Как-никак, а в общем «Новое время» производит отвратительное впечатление. Телеграмм из Парижа нельзя читать без омерзения, это не телеграммы, а чистейший подлог и мошенничество. <…> Это не газета, а зверинец, это стая голодных, кусающих друг друга за хвосты шакалов, это черт знает что.
Когда мы с Горьким стали нападать на «Новое время», специально на Суворина и Меньшикова, косвенно упрекая Чехова, что он с ними не порывает связи, Чехов заметил, что не видит особенной разницы между направлением «Нового времени» и так называемых либеральных газет.
– Ну а антисемитизм? А позиция «Нового времени» в «деле Дрейфуса»?

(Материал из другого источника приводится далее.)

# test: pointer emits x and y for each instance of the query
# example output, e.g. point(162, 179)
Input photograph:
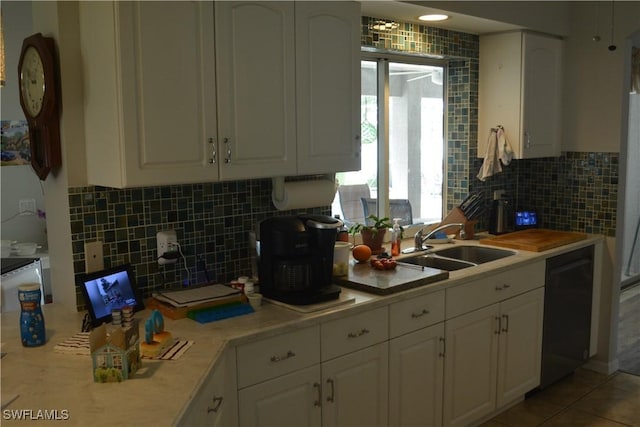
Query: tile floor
point(585, 398)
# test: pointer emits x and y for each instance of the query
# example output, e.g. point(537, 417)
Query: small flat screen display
point(526, 219)
point(109, 290)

Чехов согласился, что Суворин по отношению к делу Дрейфуса держал себя подло.
– Помню, – рассказывал при этом Чехов, – мы сидели в Париже в каком-то кафе на бульварах: Суворин, парижский корреспондент «Нового времени» Павловский и я. Это было время разгара борьбы вокруг «дела Дрейфуса». Павловский, как и я, был убежден в невиновности Дрейфуса. Мы доказывали Суворину, что упорствовать в обвинении заведомо невиновного только потому, что он еврей, как это делает «Новое время», по меньшей степени непристойно. Суворин защищался слабо, и наконец, не выдержав наших нападок, встал и пошел от нас. Я посмотрел ему вслед и подумал: «Какая у него виноватая спина!»

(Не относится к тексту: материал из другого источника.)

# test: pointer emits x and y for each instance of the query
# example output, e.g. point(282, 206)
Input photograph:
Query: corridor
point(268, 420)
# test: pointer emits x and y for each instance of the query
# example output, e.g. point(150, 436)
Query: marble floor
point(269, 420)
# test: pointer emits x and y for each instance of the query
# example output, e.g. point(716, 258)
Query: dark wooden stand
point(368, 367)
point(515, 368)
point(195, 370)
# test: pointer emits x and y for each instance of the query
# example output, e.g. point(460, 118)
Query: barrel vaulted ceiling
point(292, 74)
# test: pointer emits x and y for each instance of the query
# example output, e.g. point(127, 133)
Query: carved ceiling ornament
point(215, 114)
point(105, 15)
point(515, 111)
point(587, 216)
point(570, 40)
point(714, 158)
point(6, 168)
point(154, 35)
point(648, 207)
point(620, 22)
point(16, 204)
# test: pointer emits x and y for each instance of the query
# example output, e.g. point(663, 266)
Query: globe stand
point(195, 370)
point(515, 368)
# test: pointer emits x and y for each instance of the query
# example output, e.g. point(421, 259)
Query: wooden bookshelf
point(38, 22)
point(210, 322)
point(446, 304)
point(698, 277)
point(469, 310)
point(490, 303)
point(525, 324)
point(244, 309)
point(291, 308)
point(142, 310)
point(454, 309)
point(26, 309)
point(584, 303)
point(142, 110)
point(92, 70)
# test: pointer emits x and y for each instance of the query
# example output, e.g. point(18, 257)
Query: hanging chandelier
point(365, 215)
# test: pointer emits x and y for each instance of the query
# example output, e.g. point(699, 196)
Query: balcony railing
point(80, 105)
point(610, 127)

Вероятно, в тот момент у Чехова тотчас сложился рассказ «Виноватая спина».
Я с Чеховым чувствую себя превосходно. Я на 26 лет старше его. Познакомились мы с ним в 1886 г. «Я тогда был моложе», – сказал я. «А все-таки на 26 лет и тогда были старше».
Милый Мишель, я вернулся из-за границы и теперь могу ответить на твое письмо. Что ты будешь жить в Петербурге, это, конечно, очень хорошо и спасительно, но насчет службы у Суворина ничего определенного сказать не могу, хотя думал очень долго. Конечно, на твоем месте я предпочел бы службу в типографии, газетой же пренебрег бы. «Новое время» в настоящее время пользуется очень дурной репутацией, работают там исключительно сытые и довольные люди (если не считать Александра <Чехова>, который ничего не видит), Суворин лжив, ужасно лжив, особенно в так называемые откровенные минуты, т. е. он говорит искренно, быть может, но нельзя поручиться, что через полчаса же он не поступит как раз наоборот. Как бы ни было, дело это нелегкое, помоги тебе Бог, а советы мои едва ли могут оказать тебе какую-либо помощь.
Совершенно исключительная была какая-то нежная любовь Суворина к Чехову. К другим он питал интерес; считал их полезными России и т. д. Из всех этих сложных отношений выделялась его любовь к Чехову как личности – и только; больше – к личности, чем к литератору, хотя он очень любил его и как литератора. Помню его встречавшим гроб Чехова в Петербурге: с палкой он как-то бегал (страшно быстро ходил), все браня нерасторопность дороги, неумелость подать вагон… Смотря на лицо и слыша его обрывающиеся слова, я точно видел отца, к которому везли труп ребенка, или труп обещающего юноши, безвременно умершего. Суворин никого и ничего не видел, ни на кого и ни на что не обращал внимания, и только ждал, ждал… хотел, хотел… гроб!!
Удивительно. Мне кажется, если бы Антон Павлович сказал ему: «Пришла минута, нуждаюсь в квартире, столе, сапогах, покое и жене», то Суворин бы сказал ему: «Располагайтесь во всем у меня». Буквально. Да я что-то такое и видел в кусочках, подсмотрел.
Чехова, в литературном мире давнем и новом, он больше всех любил.
А. С. <Суворин> о Чехове: «Певец среднего сословия! Никогда большим писателем не был и не будет…» Видимо, А. С. начинает остывать.
Путешествие
Что касается меня, то я тоже кашляю, но жив и, кажется, здоров. Этим летом у Вас не буду, так как в апреле по своим надобностям уезжаю на остров Сахалин, откуда вернусь в декабре. Туда еду через Сибирь (11 тысяч верст), а оттуда морем. Миша, кажется, писал Вам, что меня будто кто-то командирует туда, но это вздор. Я сам себя командирую, на собственный счет. На Сахалине много медведей и беглых, так что в случае, если мною пообедают господа звери или зарежет какой-нибудь бродяга, то прошу не поминать лихом.
9 марта. Сорок мучеников и 10 000 жаворонков.